Un mandat de dépôt a été émis à l’encontre de sept membres de la coordination de la Flottille Soumoud – dont Wael Naouar, Nabil Chennoufi et Mohamed Amine Bennour – lundi 16 mars 2026. Cette décision judiciaire intervient dans le cadre d’une enquête en cours, mais les prévenus n’ont pas été auditionnés. Les sept mis en cause devraient être placés en détention provisoire, conformément aux procédures pénales en vigueur.

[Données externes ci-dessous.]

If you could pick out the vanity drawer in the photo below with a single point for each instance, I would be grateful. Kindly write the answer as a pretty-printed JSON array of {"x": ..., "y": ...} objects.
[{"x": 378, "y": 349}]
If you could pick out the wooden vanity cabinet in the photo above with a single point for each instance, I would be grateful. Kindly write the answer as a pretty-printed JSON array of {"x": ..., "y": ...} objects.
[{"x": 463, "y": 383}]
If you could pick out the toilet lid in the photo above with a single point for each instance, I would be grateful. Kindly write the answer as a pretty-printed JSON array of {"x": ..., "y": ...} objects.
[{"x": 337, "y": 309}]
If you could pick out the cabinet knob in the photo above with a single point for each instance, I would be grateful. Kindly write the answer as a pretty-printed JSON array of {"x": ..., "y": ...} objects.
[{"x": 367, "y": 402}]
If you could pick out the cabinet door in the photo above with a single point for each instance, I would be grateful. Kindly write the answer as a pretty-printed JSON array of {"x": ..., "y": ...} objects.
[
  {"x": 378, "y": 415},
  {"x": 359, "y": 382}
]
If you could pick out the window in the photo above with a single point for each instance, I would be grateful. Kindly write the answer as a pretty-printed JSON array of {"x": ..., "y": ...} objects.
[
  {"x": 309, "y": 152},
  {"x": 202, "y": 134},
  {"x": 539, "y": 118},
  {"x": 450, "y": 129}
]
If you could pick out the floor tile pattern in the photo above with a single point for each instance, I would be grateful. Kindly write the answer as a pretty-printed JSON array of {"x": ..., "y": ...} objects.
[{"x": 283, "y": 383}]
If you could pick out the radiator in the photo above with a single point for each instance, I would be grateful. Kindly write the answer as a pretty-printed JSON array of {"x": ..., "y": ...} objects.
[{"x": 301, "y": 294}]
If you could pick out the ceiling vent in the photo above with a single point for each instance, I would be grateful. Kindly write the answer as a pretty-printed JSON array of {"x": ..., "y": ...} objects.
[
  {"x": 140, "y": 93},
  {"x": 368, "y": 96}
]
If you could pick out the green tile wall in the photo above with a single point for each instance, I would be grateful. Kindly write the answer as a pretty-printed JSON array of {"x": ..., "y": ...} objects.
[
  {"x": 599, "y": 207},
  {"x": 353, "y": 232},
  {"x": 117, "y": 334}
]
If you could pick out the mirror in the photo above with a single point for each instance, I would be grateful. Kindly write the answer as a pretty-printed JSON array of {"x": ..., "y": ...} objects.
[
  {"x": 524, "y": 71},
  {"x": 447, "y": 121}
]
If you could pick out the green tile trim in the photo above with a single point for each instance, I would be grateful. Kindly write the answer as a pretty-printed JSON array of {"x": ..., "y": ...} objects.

Le 6 mars 2026, Wael Naouar et Jawaher Channa ont été arrêtés. La Flottille Soumoud avait annoncé la nouvelle, décrivant cette mesure comme une nouvelle étape dans ce qu’elle qualifie de « pressions et de harcèlement sécuritaire » ciblant le mouvement de solidarité avec la Palestine dans le pays. Trois autres interpellations ont eu lieu le même jour. Nabil Chennoufi, Mohamed Amine Bennour et Sana M’hidli, membres du comité de pilotage international de la Flottille, ont également été arrêtés.
Contexte et tensions autour de la Flottille Soumoud
Pour le moment, aucune information complémentaire sur les charges ou le déroulement de l’enquête n’a été communiquée. Ces arrestations ont eu lieu dans un contexte de tensions autour de la Coordination tunisienne de la Flottille Soumoud. Dans la nuit du 4 mars 2026, les forces de l’ordre ont été mobilisées au port de Sidi Bou Saïd, alors que des militants de la Coordination souhaitaient effectuer une visite sur place pour rendre hommage aux travailleurs du port, après avoir obtenu des accords préliminaires.
La cérémonie aurait toutefois été interdite par le gouverneur de Tunis, qui aurait également prohibé tout rassemblement ou l’utilisation de haut-parleurs. Les organisateurs avaient affirmé avoir finalement transformé la manifestation prévue en simple visite, tout en dénonçant un important dispositif sécuritaire et des pressions policières.